Windkraft zu entwickeln und schließlich zu bauen, damit beschäftigen sich Ingenieure - aber auch schon der internationale Ingenieurs-Nachwuchs im gemeinsamen Windkraft-Studiengang der Hochschule Flensburg und der Fachhochschule Kiel. Dass eine solches Windrad überhaupt stehen bleibt, ist schon herausfordernd genug. Doch die Studierenden wollten höher hinaus.
Mit Windkraft in größere Tiefen vordringen
In bis zu 100 Metern Wassertiefe lassen sich Windanlagen auf hoher See mit der derzeitigen Technik noch fest verankern. Auf deutschem Gebiet sind schwimmende Anlagen damit kein Thema, da Nord- und Ostsee hier flacher sind. "Frankreich, Japan oder die USA haben aber sehr schnell sehr tiefe Meeresgründe," weiß Charlotte Röhling, die das studentische Projekt leitet.

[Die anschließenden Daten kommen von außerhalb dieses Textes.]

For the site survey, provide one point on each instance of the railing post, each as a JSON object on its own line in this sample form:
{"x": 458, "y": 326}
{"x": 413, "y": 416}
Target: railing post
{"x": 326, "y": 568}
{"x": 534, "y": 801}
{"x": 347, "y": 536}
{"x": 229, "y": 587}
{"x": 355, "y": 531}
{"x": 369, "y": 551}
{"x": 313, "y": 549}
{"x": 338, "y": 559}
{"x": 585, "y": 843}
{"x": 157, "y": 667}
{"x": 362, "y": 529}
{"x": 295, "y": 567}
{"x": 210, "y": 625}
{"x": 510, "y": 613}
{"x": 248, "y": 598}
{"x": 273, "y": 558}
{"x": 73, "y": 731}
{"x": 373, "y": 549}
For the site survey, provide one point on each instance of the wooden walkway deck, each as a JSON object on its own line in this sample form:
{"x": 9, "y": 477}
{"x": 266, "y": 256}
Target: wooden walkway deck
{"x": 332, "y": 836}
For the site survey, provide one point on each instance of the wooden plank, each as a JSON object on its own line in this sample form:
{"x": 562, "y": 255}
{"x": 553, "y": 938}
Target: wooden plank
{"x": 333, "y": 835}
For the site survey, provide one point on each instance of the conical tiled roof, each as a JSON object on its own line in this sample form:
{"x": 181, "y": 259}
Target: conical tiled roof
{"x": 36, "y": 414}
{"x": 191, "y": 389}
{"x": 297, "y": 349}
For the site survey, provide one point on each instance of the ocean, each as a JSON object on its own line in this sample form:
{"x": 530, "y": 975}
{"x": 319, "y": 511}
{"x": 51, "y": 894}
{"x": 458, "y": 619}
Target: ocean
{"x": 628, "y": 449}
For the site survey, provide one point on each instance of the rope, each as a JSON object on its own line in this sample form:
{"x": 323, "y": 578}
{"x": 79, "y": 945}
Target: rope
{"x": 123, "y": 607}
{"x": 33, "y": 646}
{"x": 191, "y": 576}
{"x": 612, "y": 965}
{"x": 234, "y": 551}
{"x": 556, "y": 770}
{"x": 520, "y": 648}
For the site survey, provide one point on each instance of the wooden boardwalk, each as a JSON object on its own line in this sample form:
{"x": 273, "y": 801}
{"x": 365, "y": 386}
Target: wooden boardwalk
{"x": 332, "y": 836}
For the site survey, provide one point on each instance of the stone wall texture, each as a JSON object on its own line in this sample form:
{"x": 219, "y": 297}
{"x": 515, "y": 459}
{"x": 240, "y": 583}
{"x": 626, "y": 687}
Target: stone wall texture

Wie also in größere Tiefen vorrücken?
Dieser Frage stellten sich die Drittsemester und konstruierten eine der weltgrößten schwimmenden Anlagen - mit gut 17 Megawatt Leistung auf einer schwankenden Plattform im Wasser. Und diese Lösung könnte viel Anklang finden, denn Professor Torsten Faber von der Hochschule Flensburg schätzt, dass bald jede zehnte Anlage vor den Küsten eine schwimmende sein wird. Vor Schottland und Norwegen drehen sich bereits die ersten.
Hohlräume im Stahl sorgen für Auftrieb
Auf dem Pult im Hörsaal steht nun das Ergebnis von vier Monaten Arbeit, ein einfaches Modell der "Optimus Oceanus". Ein gelbes Dreieck, verstrebt auf zwei Ebenen, dient als Plattform. Diese wäre bereits mehr als 40 Meter hoch und soll sich etwa zur Hälfte über Wasser halten, trotz 22.000 Tonnen Gewicht inklusive der Windanlage obendrauf.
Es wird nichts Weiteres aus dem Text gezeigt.